Hi everyone! Myself, @flockonus and a few other folks from the CryptoKitties team had the opportunity to meet @mattlockyer a couple days ago to discuss designs for composable NFTs. We primarily discussed a different design than what is currently in this ERC, which I’ll summarize here to get feedback on from all of you fine NFT enthusiasts!

Current Design Issues

Ownership state is split between child/parent

When a token is owned by a composable “parent” NFT, the complete ownership state is split between the child contract and the parent contract. The child contract (which may not know about ERC998) state says that the token is owned by the parent contract address. The parent contract specifies which NFT within the contract actually owns the child token. Similarly, sometimes methods related to ownership are executed from the child contract and other times they are executed from the parent contract.
With the bottom-up approach, all ownership state and associated methods would be implemented in the child.

Implementation Complexity

Basically, the current design requires implementors to maintain a lot of state! Parent contracts would need to track who owns their tokens, which child tokens are owned by the parent contract’s tokens, and reimplement/wrap transfers and the like for these child tokens. With a bottom-up approach, all ownership state and methods would be compartmentalized in the contract responsible for the given token.

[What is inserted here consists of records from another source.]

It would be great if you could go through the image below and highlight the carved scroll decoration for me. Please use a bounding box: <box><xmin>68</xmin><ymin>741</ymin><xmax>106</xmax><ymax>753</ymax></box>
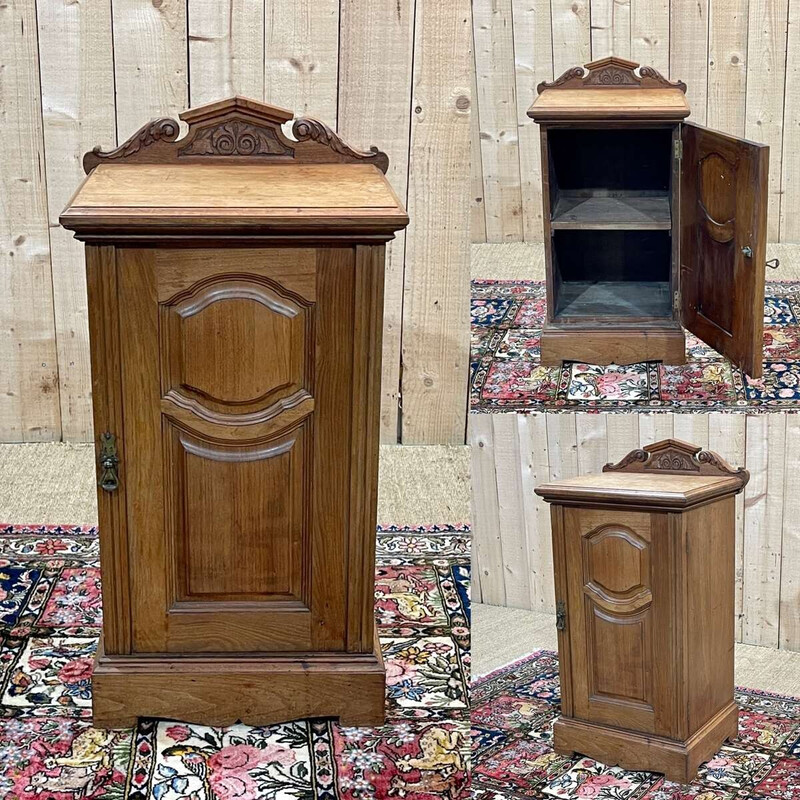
<box><xmin>83</xmin><ymin>97</ymin><xmax>389</xmax><ymax>175</ymax></box>
<box><xmin>603</xmin><ymin>439</ymin><xmax>750</xmax><ymax>486</ymax></box>
<box><xmin>536</xmin><ymin>56</ymin><xmax>686</xmax><ymax>94</ymax></box>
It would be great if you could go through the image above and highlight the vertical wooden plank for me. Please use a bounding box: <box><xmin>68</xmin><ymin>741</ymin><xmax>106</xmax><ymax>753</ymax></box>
<box><xmin>589</xmin><ymin>0</ymin><xmax>621</xmax><ymax>61</ymax></box>
<box><xmin>742</xmin><ymin>414</ymin><xmax>787</xmax><ymax>647</ymax></box>
<box><xmin>512</xmin><ymin>0</ymin><xmax>553</xmax><ymax>242</ymax></box>
<box><xmin>550</xmin><ymin>0</ymin><xmax>592</xmax><ymax>75</ymax></box>
<box><xmin>38</xmin><ymin>0</ymin><xmax>116</xmax><ymax>442</ymax></box>
<box><xmin>0</xmin><ymin>2</ymin><xmax>60</xmax><ymax>442</ymax></box>
<box><xmin>770</xmin><ymin>0</ymin><xmax>800</xmax><ymax>242</ymax></box>
<box><xmin>575</xmin><ymin>412</ymin><xmax>608</xmax><ymax>475</ymax></box>
<box><xmin>264</xmin><ymin>0</ymin><xmax>339</xmax><ymax>122</ymax></box>
<box><xmin>516</xmin><ymin>414</ymin><xmax>554</xmax><ymax>611</ymax></box>
<box><xmin>673</xmin><ymin>414</ymin><xmax>708</xmax><ymax>449</ymax></box>
<box><xmin>111</xmin><ymin>0</ymin><xmax>189</xmax><ymax>141</ymax></box>
<box><xmin>630</xmin><ymin>0</ymin><xmax>670</xmax><ymax>75</ymax></box>
<box><xmin>639</xmin><ymin>412</ymin><xmax>675</xmax><ymax>447</ymax></box>
<box><xmin>469</xmin><ymin>38</ymin><xmax>486</xmax><ymax>244</ymax></box>
<box><xmin>708</xmin><ymin>0</ymin><xmax>748</xmax><ymax>136</ymax></box>
<box><xmin>339</xmin><ymin>0</ymin><xmax>414</xmax><ymax>444</ymax></box>
<box><xmin>546</xmin><ymin>414</ymin><xmax>579</xmax><ymax>481</ymax></box>
<box><xmin>489</xmin><ymin>414</ymin><xmax>531</xmax><ymax>608</ymax></box>
<box><xmin>669</xmin><ymin>0</ymin><xmax>708</xmax><ymax>125</ymax></box>
<box><xmin>778</xmin><ymin>414</ymin><xmax>800</xmax><ymax>650</ymax></box>
<box><xmin>539</xmin><ymin>414</ymin><xmax>578</xmax><ymax>613</ymax></box>
<box><xmin>708</xmin><ymin>411</ymin><xmax>747</xmax><ymax>641</ymax></box>
<box><xmin>401</xmin><ymin>0</ymin><xmax>470</xmax><ymax>444</ymax></box>
<box><xmin>590</xmin><ymin>0</ymin><xmax>631</xmax><ymax>61</ymax></box>
<box><xmin>745</xmin><ymin>0</ymin><xmax>788</xmax><ymax>242</ymax></box>
<box><xmin>187</xmin><ymin>0</ymin><xmax>264</xmax><ymax>106</ymax></box>
<box><xmin>605</xmin><ymin>414</ymin><xmax>639</xmax><ymax>463</ymax></box>
<box><xmin>469</xmin><ymin>414</ymin><xmax>506</xmax><ymax>606</ymax></box>
<box><xmin>611</xmin><ymin>0</ymin><xmax>631</xmax><ymax>58</ymax></box>
<box><xmin>472</xmin><ymin>0</ymin><xmax>522</xmax><ymax>242</ymax></box>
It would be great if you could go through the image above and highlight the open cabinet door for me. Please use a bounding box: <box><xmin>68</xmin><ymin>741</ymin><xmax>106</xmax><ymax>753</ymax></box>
<box><xmin>679</xmin><ymin>122</ymin><xmax>769</xmax><ymax>378</ymax></box>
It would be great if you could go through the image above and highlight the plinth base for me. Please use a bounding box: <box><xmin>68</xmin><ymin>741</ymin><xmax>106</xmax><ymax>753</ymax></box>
<box><xmin>553</xmin><ymin>703</ymin><xmax>739</xmax><ymax>783</ymax></box>
<box><xmin>92</xmin><ymin>641</ymin><xmax>385</xmax><ymax>728</ymax></box>
<box><xmin>541</xmin><ymin>320</ymin><xmax>686</xmax><ymax>366</ymax></box>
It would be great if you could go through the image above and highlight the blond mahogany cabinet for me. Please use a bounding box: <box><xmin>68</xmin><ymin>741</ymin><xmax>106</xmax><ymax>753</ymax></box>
<box><xmin>61</xmin><ymin>98</ymin><xmax>408</xmax><ymax>727</ymax></box>
<box><xmin>536</xmin><ymin>439</ymin><xmax>749</xmax><ymax>783</ymax></box>
<box><xmin>528</xmin><ymin>56</ymin><xmax>776</xmax><ymax>378</ymax></box>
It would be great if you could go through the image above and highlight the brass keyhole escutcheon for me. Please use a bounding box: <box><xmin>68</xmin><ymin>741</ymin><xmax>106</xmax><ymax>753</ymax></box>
<box><xmin>97</xmin><ymin>431</ymin><xmax>119</xmax><ymax>492</ymax></box>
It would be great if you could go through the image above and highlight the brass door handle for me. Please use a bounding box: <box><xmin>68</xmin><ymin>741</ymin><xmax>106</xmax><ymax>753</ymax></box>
<box><xmin>556</xmin><ymin>600</ymin><xmax>567</xmax><ymax>631</ymax></box>
<box><xmin>97</xmin><ymin>431</ymin><xmax>119</xmax><ymax>492</ymax></box>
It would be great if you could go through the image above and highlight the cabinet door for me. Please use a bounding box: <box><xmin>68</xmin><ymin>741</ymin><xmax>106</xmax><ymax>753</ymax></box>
<box><xmin>563</xmin><ymin>508</ymin><xmax>675</xmax><ymax>735</ymax></box>
<box><xmin>117</xmin><ymin>248</ymin><xmax>368</xmax><ymax>652</ymax></box>
<box><xmin>679</xmin><ymin>123</ymin><xmax>769</xmax><ymax>378</ymax></box>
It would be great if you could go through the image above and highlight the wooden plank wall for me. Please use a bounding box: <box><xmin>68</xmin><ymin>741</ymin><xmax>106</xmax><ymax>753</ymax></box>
<box><xmin>471</xmin><ymin>0</ymin><xmax>800</xmax><ymax>242</ymax></box>
<box><xmin>468</xmin><ymin>412</ymin><xmax>800</xmax><ymax>650</ymax></box>
<box><xmin>0</xmin><ymin>0</ymin><xmax>472</xmax><ymax>444</ymax></box>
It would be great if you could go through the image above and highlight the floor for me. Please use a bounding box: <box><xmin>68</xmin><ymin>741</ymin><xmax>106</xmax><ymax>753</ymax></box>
<box><xmin>472</xmin><ymin>242</ymin><xmax>800</xmax><ymax>696</ymax></box>
<box><xmin>0</xmin><ymin>418</ymin><xmax>800</xmax><ymax>695</ymax></box>
<box><xmin>0</xmin><ymin>443</ymin><xmax>470</xmax><ymax>525</ymax></box>
<box><xmin>472</xmin><ymin>603</ymin><xmax>800</xmax><ymax>697</ymax></box>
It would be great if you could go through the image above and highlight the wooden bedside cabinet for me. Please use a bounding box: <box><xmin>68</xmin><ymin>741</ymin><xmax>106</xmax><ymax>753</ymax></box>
<box><xmin>61</xmin><ymin>98</ymin><xmax>408</xmax><ymax>727</ymax></box>
<box><xmin>536</xmin><ymin>439</ymin><xmax>749</xmax><ymax>783</ymax></box>
<box><xmin>528</xmin><ymin>57</ymin><xmax>769</xmax><ymax>378</ymax></box>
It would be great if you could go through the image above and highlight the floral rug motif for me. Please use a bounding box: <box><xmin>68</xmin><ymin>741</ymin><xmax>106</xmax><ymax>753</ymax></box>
<box><xmin>0</xmin><ymin>525</ymin><xmax>470</xmax><ymax>800</ymax></box>
<box><xmin>470</xmin><ymin>280</ymin><xmax>800</xmax><ymax>413</ymax></box>
<box><xmin>471</xmin><ymin>650</ymin><xmax>800</xmax><ymax>800</ymax></box>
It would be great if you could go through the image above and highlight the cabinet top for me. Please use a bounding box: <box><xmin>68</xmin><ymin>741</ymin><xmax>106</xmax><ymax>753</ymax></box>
<box><xmin>61</xmin><ymin>164</ymin><xmax>408</xmax><ymax>235</ymax></box>
<box><xmin>535</xmin><ymin>439</ymin><xmax>750</xmax><ymax>510</ymax></box>
<box><xmin>528</xmin><ymin>56</ymin><xmax>690</xmax><ymax>122</ymax></box>
<box><xmin>60</xmin><ymin>97</ymin><xmax>408</xmax><ymax>242</ymax></box>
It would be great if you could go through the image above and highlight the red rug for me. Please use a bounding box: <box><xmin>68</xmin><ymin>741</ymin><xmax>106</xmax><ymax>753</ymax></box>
<box><xmin>470</xmin><ymin>280</ymin><xmax>800</xmax><ymax>413</ymax></box>
<box><xmin>0</xmin><ymin>525</ymin><xmax>469</xmax><ymax>800</ymax></box>
<box><xmin>470</xmin><ymin>650</ymin><xmax>800</xmax><ymax>800</ymax></box>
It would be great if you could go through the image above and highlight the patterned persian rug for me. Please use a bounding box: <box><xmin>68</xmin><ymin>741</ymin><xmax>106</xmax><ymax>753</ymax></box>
<box><xmin>470</xmin><ymin>280</ymin><xmax>800</xmax><ymax>413</ymax></box>
<box><xmin>0</xmin><ymin>526</ymin><xmax>469</xmax><ymax>800</ymax></box>
<box><xmin>471</xmin><ymin>650</ymin><xmax>800</xmax><ymax>800</ymax></box>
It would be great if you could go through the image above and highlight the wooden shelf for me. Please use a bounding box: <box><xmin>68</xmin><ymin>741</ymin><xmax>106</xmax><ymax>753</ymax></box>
<box><xmin>551</xmin><ymin>193</ymin><xmax>672</xmax><ymax>230</ymax></box>
<box><xmin>556</xmin><ymin>281</ymin><xmax>672</xmax><ymax>320</ymax></box>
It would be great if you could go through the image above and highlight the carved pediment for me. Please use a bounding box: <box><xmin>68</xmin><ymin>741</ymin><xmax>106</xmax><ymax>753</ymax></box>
<box><xmin>603</xmin><ymin>439</ymin><xmax>750</xmax><ymax>486</ymax></box>
<box><xmin>83</xmin><ymin>97</ymin><xmax>389</xmax><ymax>174</ymax></box>
<box><xmin>536</xmin><ymin>56</ymin><xmax>686</xmax><ymax>94</ymax></box>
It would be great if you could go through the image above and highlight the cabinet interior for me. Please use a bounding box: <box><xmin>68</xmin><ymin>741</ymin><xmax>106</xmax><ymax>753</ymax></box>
<box><xmin>547</xmin><ymin>126</ymin><xmax>674</xmax><ymax>319</ymax></box>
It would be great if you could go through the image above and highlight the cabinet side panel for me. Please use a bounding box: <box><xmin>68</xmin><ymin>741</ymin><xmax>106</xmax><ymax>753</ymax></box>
<box><xmin>117</xmin><ymin>248</ymin><xmax>167</xmax><ymax>653</ymax></box>
<box><xmin>86</xmin><ymin>246</ymin><xmax>131</xmax><ymax>654</ymax></box>
<box><xmin>311</xmin><ymin>248</ymin><xmax>355</xmax><ymax>650</ymax></box>
<box><xmin>685</xmin><ymin>496</ymin><xmax>735</xmax><ymax>735</ymax></box>
<box><xmin>550</xmin><ymin>505</ymin><xmax>581</xmax><ymax>717</ymax></box>
<box><xmin>347</xmin><ymin>245</ymin><xmax>385</xmax><ymax>653</ymax></box>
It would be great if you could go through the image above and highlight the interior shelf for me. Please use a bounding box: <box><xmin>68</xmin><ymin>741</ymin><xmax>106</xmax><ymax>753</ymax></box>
<box><xmin>556</xmin><ymin>281</ymin><xmax>672</xmax><ymax>317</ymax></box>
<box><xmin>551</xmin><ymin>192</ymin><xmax>672</xmax><ymax>230</ymax></box>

Ownership terminology overloading

Ownership in Ethereum is currently strongly defined as a mapping from Ethereum addresses to tokens of some kind. Current contracts rely on this relationship for ownership operations (you transfer an ERC20 token to a native Ethereum address). Since being backwards-compatible with this existing notion of ownership is not possible for composable tokens, we suggested being explicit about the semantic difference between the two notions of ownership by naming them differently. We suggested maintaining the own verb for ERC20/ERC721-style ownership, and using something else (maybe link or attach?) for when an NFT “owns” some other token.

Bottom-up Design Proposal

The current proposal describes ERC721 tokens with logic added so they can own child tokens. The bottom-up design inverts this, instead proposing an extension to ERC721 and ERC20/223 that enables them to be linked/attached to any ERC721 token, in addition to being owned by an Ethereum address (as is the case now).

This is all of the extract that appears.